Her fourteen year old son, Kristan, likes to dress well, so it’s handy Mum works in kid’s fashion. “He’ll ask for one of everything when it comes in,” she laughs. “We’ve had lovely stuff recently. The Confirmation range for boys is fabulous; dressy-casual. The Diesel range is particularly good.”

There are indeed some very dapper outfits hanging up around the shop, very Peaky Blinders. Tailoring is in and the boys want to look sharp. The girls, it seems, want to look like princesses.

“The Princess style dress is always the most popular.
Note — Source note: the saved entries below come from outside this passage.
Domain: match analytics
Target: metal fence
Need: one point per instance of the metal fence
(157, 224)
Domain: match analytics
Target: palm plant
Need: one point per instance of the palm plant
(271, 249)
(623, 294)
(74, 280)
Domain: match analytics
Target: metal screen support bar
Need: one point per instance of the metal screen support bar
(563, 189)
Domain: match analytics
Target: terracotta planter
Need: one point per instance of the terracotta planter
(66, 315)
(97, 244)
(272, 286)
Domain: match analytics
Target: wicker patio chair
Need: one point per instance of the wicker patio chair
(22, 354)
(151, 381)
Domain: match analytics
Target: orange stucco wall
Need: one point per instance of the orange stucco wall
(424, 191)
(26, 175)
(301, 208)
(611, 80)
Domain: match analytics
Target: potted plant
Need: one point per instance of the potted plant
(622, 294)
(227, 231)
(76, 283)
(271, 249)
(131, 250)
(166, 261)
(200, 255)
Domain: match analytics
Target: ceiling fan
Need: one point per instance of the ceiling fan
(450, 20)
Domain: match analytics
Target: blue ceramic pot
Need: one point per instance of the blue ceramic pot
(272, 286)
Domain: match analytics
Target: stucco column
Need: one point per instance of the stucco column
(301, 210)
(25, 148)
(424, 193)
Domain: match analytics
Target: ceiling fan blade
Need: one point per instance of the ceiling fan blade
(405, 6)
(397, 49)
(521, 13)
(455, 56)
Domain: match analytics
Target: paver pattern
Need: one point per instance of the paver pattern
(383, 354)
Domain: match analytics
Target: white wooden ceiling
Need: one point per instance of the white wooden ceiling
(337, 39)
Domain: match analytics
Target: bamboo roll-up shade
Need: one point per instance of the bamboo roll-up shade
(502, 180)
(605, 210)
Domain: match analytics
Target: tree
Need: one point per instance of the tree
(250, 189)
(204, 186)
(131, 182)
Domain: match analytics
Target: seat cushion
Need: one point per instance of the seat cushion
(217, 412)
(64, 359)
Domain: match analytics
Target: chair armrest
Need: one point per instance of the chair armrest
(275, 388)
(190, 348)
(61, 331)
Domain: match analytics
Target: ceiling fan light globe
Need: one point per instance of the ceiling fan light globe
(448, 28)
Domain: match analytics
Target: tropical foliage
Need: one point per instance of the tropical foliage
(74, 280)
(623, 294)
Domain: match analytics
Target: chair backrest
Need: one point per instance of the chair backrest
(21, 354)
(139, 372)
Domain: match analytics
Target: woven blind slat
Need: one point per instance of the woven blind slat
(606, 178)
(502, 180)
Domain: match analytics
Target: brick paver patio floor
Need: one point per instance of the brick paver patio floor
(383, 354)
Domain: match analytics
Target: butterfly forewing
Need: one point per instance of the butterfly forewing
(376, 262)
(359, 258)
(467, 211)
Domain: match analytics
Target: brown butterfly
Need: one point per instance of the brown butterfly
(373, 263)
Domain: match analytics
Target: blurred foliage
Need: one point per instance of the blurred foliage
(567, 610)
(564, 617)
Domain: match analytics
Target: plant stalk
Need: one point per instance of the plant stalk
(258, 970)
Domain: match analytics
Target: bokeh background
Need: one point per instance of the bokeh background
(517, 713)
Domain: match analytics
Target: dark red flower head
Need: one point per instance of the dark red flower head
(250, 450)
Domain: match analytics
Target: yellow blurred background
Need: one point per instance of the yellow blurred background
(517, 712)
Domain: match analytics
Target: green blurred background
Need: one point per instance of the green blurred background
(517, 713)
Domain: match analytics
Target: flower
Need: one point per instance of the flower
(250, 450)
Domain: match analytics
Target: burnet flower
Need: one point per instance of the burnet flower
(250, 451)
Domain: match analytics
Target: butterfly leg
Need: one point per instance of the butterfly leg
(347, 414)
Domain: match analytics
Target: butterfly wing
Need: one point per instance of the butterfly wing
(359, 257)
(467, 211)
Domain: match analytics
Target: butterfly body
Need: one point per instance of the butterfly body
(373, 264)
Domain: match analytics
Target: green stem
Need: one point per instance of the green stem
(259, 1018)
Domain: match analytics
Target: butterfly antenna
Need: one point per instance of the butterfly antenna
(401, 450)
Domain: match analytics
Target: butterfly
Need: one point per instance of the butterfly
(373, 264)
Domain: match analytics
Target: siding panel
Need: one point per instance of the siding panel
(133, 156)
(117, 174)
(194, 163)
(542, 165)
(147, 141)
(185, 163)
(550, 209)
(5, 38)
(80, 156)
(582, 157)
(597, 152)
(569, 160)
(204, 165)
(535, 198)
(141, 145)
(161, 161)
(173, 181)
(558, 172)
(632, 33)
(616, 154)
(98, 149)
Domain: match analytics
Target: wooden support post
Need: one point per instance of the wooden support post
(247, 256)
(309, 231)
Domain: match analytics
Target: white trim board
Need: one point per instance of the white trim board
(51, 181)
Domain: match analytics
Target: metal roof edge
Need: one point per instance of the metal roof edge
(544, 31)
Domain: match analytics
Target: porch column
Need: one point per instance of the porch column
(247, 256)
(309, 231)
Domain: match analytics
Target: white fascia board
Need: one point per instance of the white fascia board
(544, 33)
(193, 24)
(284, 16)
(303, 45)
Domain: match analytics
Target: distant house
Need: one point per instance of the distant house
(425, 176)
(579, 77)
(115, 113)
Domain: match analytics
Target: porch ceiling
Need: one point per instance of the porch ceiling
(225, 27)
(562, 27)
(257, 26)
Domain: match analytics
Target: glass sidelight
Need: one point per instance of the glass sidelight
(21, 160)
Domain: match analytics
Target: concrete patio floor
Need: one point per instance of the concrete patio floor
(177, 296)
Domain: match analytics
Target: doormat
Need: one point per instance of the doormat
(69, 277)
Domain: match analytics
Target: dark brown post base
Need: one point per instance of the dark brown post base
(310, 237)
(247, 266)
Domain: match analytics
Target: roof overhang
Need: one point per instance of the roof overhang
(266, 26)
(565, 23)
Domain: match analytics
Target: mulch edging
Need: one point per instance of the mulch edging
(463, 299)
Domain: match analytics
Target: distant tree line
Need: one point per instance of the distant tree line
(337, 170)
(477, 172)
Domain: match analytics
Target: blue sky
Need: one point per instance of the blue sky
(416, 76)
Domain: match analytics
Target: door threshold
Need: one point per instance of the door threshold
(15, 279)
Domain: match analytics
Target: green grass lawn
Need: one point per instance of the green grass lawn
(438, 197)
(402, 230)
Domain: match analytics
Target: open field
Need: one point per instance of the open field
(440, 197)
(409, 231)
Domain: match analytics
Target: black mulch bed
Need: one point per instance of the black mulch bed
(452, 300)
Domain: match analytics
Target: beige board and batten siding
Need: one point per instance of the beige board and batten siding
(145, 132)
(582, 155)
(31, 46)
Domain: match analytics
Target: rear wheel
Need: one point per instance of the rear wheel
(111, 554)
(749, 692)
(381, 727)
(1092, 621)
Then we have a range of accessories, gloves tiara, bags, little umbrellas, tights, socks and veils, boleros and cardigans.”

Have you ever had a parent cry when they see the little girl in the white dress and veil?

“Oh yes. Not just for the girls, though. We get a few tears for the boys too.”

Alison talks me through the process.

“When the girl comes in, we roughly guess her dress size. She picks out everything she likes. We must all wear gloves. The more she tries on the more she knows. It does take time so you need time. Sometimes we suggest dresses, sometimes we don’t have to. We do one style of dress per school. We stock a huge range of styles, including  Linzi Jay and Little People, so we have something to suit everyone. At times, we have to come around the girls, they can be shy at the start but at the end they are very vocal. The boys usually know exactly what they want and they will tell you out straight. With a girl, you just know by the look on her face when she comes out. You’ll see her beaming. The stories people share are great, different generations, all with different experiences.”

Has the internet made a difference to business?

“Not really. There’s a huge gamble buying online because the outfit needs to be fitted and it’s such a big occasion. People know they are better off coming into the shop.”

What does an average Communion outfit cost today?

“About 195 euro for a dress, excluding bag and tights and around 149 euro for a 3 piece suit.”

I thank Alison, who has been very warm, friendly and generous with her time. The dresses are gorgeous and the suits are dashing. Any child getting their Communion Outfit here will look stunning on their special day. Quality and personality for your kids is what’s promised on the Mods & minis website. I’d have to agree. The clothes are beautiful, well-made and age-appropriate, and not a franchised movie character in sight; no logos emblazoned across anything; no questionable slogans. Just stylish, pretty outfits that allow the character of your child to shine. Plus, at Mods & minis, you get to experience your very own version of Say Yes To The Dress!